30.11.

Mi / 10:00 – 12:00

Mapping Blackness in Southeast Asia and Oceania

German Anthropology ca. 1900

Marissa Petrou, KWI International Fellow

Online (Zoom) & Institute for Advanced Study in the Humanities (KWI) Essen, Room 106, Goethestr. 31, 45128 Essen

As European museums begin to address the harms they have and continue to cause descendant communities, my current book project examines the complex history behind one museum which aimed to prevent such harms at its founding. The Dresden Museum for Zoology, Anthropology and Ethnography was founded by A.B. Meyer (1840-1911), a German Jew who would use the museum’s collections to propose an historical, non-essentialist approach to understanding racial and cultural difference because of his commitment to extensive field research, Darwinian evolution, anticolonialism, and experimentation with techniques of visual representation. Internationally, this historical understanding of ethnicity attracted the attention of Filipino nationalists and launched the careers of Meyer’s students and collaborators in European and Latin American museums.

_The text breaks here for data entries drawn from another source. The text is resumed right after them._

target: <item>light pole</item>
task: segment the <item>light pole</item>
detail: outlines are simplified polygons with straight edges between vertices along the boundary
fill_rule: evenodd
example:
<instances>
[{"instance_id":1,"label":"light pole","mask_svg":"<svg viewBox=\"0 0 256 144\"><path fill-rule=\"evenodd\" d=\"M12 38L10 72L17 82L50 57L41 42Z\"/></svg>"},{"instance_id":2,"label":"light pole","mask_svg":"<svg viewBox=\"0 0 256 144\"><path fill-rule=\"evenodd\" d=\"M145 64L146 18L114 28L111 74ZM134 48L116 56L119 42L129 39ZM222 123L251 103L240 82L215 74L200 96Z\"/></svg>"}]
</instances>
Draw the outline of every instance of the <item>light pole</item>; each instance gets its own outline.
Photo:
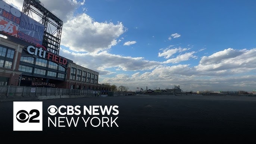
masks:
<instances>
[{"instance_id":1,"label":"light pole","mask_svg":"<svg viewBox=\"0 0 256 144\"><path fill-rule=\"evenodd\" d=\"M21 73L21 75L19 77L19 85L21 85L21 76L22 75L22 73Z\"/></svg>"}]
</instances>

In this presentation, I will discuss how the aim of German physical and cultural anthropologists to track population migration included mapping Blackness in the Pacific. This mapping project inscribed Blackness onto a vast number of ethnic groups through the theft of ancestral remains. This talk explores how A. B. Meyer participated in harms to descendent communities while trying to counter scientific racism in his contributions to the mapping of Blackness in the Philippines, Indonesia, and New Guinea.